[![AWS SDK for pandas](_static/logo.png "AWS SDK for pandas")](https://github.com/aws/aws-sdk-pandas)

# 14 - Schema Evolution

awswrangler supports new **columns** on Parquet and CSV datasets through:

- [wr.s3.to_parquet()](https://aws-sdk-pandas.readthedocs.io/en/3.11.0/stubs/awswrangler.s3.to_parquet.html#awswrangler.s3.to_parquet)
- [wr.s3.store_parquet_metadata()](https://aws-sdk-pandas.readthedocs.io/en/3.11.0/stubs/awswrangler.s3.store_parquet_metadata.html#awswrangler.s3.store_parquet_metadata) i.e. "Crawler"
- [wr.s3.to_csv()](https://aws-sdk-pandas.readthedocs.io/en/3.11.0/stubs/awswrangler.s3.to_csv.html#awswrangler.s3.to_csv)

In [1]:
from datetime import date

import pandas as pd

import awswrangler as wr

## Enter your bucket name:

In [2]:
import getpass

bucket = getpass.getpass()
path = f"s3://{bucket}/dataset/"

 ···········································


## Creating the Dataset
### Parquet Create

In [3]:
df = pd.DataFrame(
    {
        "id": [1, 2],
        "value": ["foo", "boo"],
    }
)

wr.s3.to_parquet(df=df, path=path, dataset=True, mode="overwrite", database="aws_sdk_pandas", table="my_table")

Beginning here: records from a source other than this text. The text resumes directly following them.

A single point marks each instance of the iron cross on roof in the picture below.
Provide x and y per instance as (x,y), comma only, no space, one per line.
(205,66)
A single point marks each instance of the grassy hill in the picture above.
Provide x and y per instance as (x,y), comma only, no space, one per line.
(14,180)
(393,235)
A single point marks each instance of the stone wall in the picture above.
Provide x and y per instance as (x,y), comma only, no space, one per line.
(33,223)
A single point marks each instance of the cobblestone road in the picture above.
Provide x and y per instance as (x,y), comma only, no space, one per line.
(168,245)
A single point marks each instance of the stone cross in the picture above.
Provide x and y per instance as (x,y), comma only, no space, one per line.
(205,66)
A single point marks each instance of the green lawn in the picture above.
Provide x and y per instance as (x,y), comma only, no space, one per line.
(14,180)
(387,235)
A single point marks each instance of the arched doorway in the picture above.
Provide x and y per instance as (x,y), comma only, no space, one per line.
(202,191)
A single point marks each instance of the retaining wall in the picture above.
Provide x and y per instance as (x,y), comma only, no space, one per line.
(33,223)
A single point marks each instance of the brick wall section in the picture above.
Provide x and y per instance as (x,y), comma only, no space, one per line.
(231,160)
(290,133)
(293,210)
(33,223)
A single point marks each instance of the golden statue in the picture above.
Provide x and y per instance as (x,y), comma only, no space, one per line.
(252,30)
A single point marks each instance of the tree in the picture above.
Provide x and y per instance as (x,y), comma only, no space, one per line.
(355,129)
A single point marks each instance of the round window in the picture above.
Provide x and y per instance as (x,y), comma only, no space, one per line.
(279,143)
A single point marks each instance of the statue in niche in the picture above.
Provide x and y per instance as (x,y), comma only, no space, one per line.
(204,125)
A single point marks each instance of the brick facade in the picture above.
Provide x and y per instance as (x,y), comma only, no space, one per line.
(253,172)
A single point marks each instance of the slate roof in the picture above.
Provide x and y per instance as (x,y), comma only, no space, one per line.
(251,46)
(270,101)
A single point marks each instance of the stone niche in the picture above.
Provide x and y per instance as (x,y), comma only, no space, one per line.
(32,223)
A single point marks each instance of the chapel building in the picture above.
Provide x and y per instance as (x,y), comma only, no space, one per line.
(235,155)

wr.s3.read_parquet(path, dataset=True)

Unnamed: 0,id,value
0,1,foo
1,2,boo


### CSV Create

In [None]:
df = pd.DataFrame(
    {
        "id": [1, 2],
        "value": ["foo", "boo"],
    }
)

wr.s3.to_csv(df=df, path=path, dataset=True, mode="overwrite", database="aws_sdk_pandas", table="my_table")

wr.s3.read_csv(path, dataset=True)

### Schema Version 0 on Glue Catalog (AWS Console)

![Glue Console](_static/glue_catalog_version_0.png "Glue Console")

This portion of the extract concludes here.